Club Insider

Planet Fitness Prices $1.2 Billion Securitized Financing Facility

Posted: July 19, 2018 in Chains

Planet FitnessPlanet Fitness

HAMPTON, N.H. – Planet Fitness, Inc. (NYSE: PLNT) (together with its subsidiaries, the “Company”) announced that it has priced $1.2 billion of Series 2018-1 Class A-2 Fixed Rate Senior Secured Notes (the “Class A-2 Notes”), which consist of two tranches: the Class A-2-I Senior Secured Notes with an anticipated repayment date of four years, with a principal amount of $575 million and a fixed interest rate of 4.262% per annum, payable quarterly, and the Class A-2-II Senior Secured Notes with an anticipated repayment date of seven years, with a principal amount of $625 million and a fixed interest rate of 4.666% per annum, payable quarterly. The 2018 Notes are expected to be issued by Planet Fitness Master Issuer LLC (the “Master Issuer”), a newly-formed, limited-purpose, bankruptcy remote, indirect subsidiary of Planet Fitness, Inc. in a privately placed securitization transaction. The aggregate principal amount represents an upsize from the previously announced proposed issuance of $1.15 billion.

In addition to the Class A-2 Notes, the refinancing transaction also includes a $75 million variable funding note facility (the “Variable Funding Notes”). After closing, all $75 million of the Variable Funding Notes will be undrawn.

The proceeds from the expected sale of the Class A-2 Notes will be used as follows:

  • the Master Issuer will use approximately $706 million to repay in full the existing indebtedness under the Company’s senior secured credit facilities,
  • to pay the transaction costs and fund the reserve accounts associated with the securitized financing facility, and
  • for working capital purposes and for general corporate purposes, which may include a return of capital to the Company’s equityholders.

The Company expects the Class A-2 Notes and the Variable Funding Notes transactions to close on August 1, 2018, subject to satisfaction of various closing conditions. There can be no assurance regarding the timing of closing or that the sale of the Class A-2 Notes will be completed.

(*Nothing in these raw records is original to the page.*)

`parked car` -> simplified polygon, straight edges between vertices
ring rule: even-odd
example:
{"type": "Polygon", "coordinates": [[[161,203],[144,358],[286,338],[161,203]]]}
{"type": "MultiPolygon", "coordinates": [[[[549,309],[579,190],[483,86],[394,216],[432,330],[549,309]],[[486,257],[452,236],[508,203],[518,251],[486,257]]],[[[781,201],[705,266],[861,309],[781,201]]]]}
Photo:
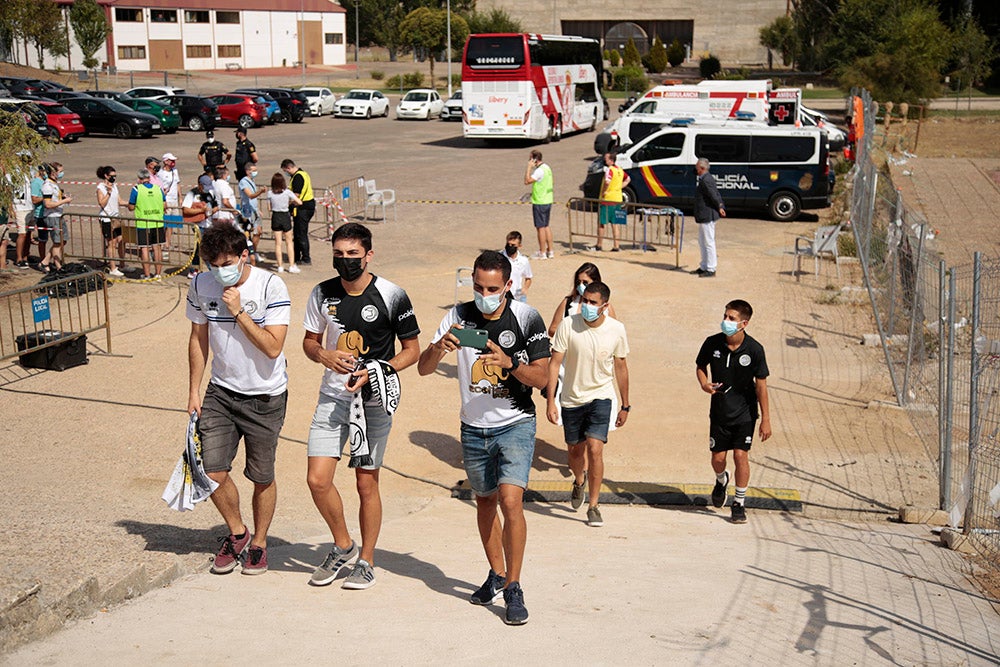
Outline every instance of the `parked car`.
{"type": "Polygon", "coordinates": [[[139,86],[129,88],[125,94],[130,97],[159,97],[160,95],[184,95],[187,91],[173,86],[139,86]]]}
{"type": "MultiPolygon", "coordinates": [[[[238,90],[234,90],[234,93],[238,93],[238,90]]],[[[278,100],[274,99],[267,93],[261,91],[254,91],[252,93],[241,93],[245,95],[254,95],[260,104],[267,107],[267,122],[269,125],[274,125],[279,120],[281,120],[281,105],[278,104],[278,100]]]]}
{"type": "Polygon", "coordinates": [[[85,90],[83,92],[87,93],[91,97],[103,97],[106,100],[118,100],[122,104],[124,104],[127,100],[136,99],[131,95],[119,92],[117,90],[85,90]]]}
{"type": "Polygon", "coordinates": [[[99,97],[71,97],[63,105],[80,114],[87,134],[114,134],[119,139],[148,137],[160,131],[160,121],[148,113],[133,111],[121,102],[99,97]]]}
{"type": "Polygon", "coordinates": [[[3,97],[0,98],[0,111],[20,114],[24,120],[24,124],[35,132],[43,137],[52,136],[52,130],[49,129],[48,117],[44,111],[38,108],[35,102],[3,97]]]}
{"type": "Polygon", "coordinates": [[[263,125],[267,120],[267,105],[257,101],[257,96],[246,93],[212,95],[208,99],[219,105],[219,115],[227,125],[238,125],[245,130],[263,125]]]}
{"type": "Polygon", "coordinates": [[[37,96],[54,102],[60,102],[70,97],[90,97],[87,93],[78,93],[72,90],[55,90],[52,88],[38,93],[37,96]]]}
{"type": "Polygon", "coordinates": [[[462,91],[456,90],[441,109],[441,120],[462,120],[462,91]]]}
{"type": "Polygon", "coordinates": [[[399,101],[396,107],[396,120],[405,118],[430,120],[431,116],[440,116],[443,108],[444,101],[436,90],[414,88],[399,101]]]}
{"type": "Polygon", "coordinates": [[[153,98],[160,102],[167,102],[181,114],[181,125],[184,125],[192,132],[202,130],[213,130],[215,126],[222,122],[219,115],[219,105],[207,97],[197,95],[160,95],[153,98]]]}
{"type": "Polygon", "coordinates": [[[377,90],[355,89],[337,100],[335,116],[371,118],[389,115],[389,99],[377,90]]]}
{"type": "Polygon", "coordinates": [[[29,79],[23,76],[0,76],[0,84],[10,91],[11,95],[20,97],[21,95],[41,95],[49,87],[38,79],[29,79]]]}
{"type": "Polygon", "coordinates": [[[35,102],[38,108],[45,112],[50,136],[65,143],[72,143],[82,137],[87,128],[84,127],[80,115],[67,109],[59,102],[35,102]]]}
{"type": "Polygon", "coordinates": [[[181,126],[181,113],[170,106],[169,102],[134,97],[126,97],[119,100],[119,102],[133,111],[141,111],[142,113],[148,113],[154,118],[159,118],[161,132],[173,134],[181,126]]]}
{"type": "Polygon", "coordinates": [[[309,98],[309,113],[313,116],[333,113],[333,105],[337,102],[337,96],[329,88],[307,86],[299,88],[298,92],[309,98]]]}
{"type": "Polygon", "coordinates": [[[281,107],[281,122],[301,123],[309,110],[309,98],[289,88],[239,88],[237,93],[267,93],[281,107]]]}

This press release does not constitute an offer to sell or the solicitation of an offer to buy the 2018 Notes or any other security. The 2018 Notes to be offered have not been, and will not be, registered under the Securities Act of 1933 and may not be offered or sold in the United States absent registration or an applicable exemption from the registration requirements of the Securities Act of 1933.